© 2015 Sheetal Gandhi

all rights reserved


site design: Carole Kim


(Daughter-in-law, Daughter, Wife)



This acclaimed work was awarded the 2012-13 NDP Touring Award, and has been presented in theaters from Norway to India and in over 15 cities in the U.S.  With powerful dance, stirring vocalization and percussive text, Sheetal Gandhi’s magnetically rhythmic solo, Bahu-Beti-Biwi (Daughter-in-law, Daughter, Wife) wraps North Indian music traditions and family characters into a contemporary tour de force that glides between humorous portraiture and active resistance.  Gandhi mines the texts and subtexts of centuries-old women’s songs to create an arresting vision of generational shifts that are reshaping our definitions of freedom and compromise, desire and longing, duty and love.

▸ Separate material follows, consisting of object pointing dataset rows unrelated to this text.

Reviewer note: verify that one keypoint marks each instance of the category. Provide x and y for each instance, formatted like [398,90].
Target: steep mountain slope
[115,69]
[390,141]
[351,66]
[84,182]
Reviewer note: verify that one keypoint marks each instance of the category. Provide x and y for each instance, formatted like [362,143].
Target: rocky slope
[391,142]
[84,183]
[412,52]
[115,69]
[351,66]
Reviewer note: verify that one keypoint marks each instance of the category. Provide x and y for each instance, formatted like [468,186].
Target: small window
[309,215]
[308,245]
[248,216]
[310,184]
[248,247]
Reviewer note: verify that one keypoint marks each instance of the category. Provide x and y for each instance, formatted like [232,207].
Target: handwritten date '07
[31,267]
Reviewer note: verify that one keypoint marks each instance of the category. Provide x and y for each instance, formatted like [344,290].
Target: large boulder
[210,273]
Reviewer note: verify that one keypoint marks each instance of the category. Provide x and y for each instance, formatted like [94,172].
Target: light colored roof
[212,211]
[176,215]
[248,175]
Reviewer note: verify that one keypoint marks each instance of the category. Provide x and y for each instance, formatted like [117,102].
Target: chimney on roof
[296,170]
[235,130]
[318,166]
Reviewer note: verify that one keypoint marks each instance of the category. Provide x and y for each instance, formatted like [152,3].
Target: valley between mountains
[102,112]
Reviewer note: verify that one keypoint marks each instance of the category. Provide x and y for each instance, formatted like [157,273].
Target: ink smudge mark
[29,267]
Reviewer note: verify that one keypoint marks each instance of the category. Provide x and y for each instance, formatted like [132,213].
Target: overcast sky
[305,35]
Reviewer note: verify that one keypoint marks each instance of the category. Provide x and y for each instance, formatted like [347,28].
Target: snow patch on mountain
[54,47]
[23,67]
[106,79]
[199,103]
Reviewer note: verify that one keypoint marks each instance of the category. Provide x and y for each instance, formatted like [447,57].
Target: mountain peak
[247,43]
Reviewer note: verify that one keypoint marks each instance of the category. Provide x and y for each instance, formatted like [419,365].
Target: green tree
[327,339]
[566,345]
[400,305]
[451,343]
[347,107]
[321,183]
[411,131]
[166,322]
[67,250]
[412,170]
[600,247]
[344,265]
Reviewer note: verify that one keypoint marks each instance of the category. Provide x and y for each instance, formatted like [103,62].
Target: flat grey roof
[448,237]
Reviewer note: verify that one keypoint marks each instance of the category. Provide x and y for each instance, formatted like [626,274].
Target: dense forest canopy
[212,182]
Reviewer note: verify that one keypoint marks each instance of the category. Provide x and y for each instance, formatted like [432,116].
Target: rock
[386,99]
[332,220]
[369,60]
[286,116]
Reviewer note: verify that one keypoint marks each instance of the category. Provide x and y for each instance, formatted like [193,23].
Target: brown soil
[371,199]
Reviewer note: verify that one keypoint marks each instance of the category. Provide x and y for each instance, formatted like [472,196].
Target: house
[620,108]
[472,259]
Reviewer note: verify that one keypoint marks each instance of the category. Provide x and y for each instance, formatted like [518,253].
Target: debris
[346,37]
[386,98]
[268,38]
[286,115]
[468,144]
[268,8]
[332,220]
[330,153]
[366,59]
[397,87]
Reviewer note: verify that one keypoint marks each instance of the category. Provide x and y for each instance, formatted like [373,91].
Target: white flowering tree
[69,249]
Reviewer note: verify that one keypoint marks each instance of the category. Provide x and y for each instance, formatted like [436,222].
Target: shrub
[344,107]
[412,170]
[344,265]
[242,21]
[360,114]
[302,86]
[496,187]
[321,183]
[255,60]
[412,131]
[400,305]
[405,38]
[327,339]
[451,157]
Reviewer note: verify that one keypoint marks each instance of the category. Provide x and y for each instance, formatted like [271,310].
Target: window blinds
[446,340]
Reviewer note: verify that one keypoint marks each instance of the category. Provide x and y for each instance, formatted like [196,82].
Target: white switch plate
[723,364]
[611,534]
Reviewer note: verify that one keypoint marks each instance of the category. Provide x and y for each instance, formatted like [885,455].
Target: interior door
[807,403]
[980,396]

Merging dance, live singing and percussive text based on the language of the tabla (North Indian classical drum), Gandhi transitions from one character to the next.  A “pop-locking” bird transforms into an endearing auntie who nurtures through (over)feeding.  The whining of an Indian-American teenage girl evolves into the slippery melody of a North Indian classical raga.  Gandhi is both a musician and a dancer.  Using complex syncopations and theatricality, she has crafted a virtuosic and evocative physical/vocal vocabulary.

Residency activities and opportunities for Sheetal to connect and engage directly with the community can be arranged as a part of this presentation.  See “Community” page for more info.

SOUND: CD Playback with live singing; REQUIRES ONE (1) LAVALIER MICROPHONE

TECH: Request Tech Rider

Bahu-Beti-Biwi is approximately 50-minutes long and can also be presented as shorter excerpts.


“So adept is Gandhi at capturing the distinctive physical characteristics of each embodiment, she seems to literally morph from one to the next, as if there were a cast of dozens of her Indian relatives populating the stage.”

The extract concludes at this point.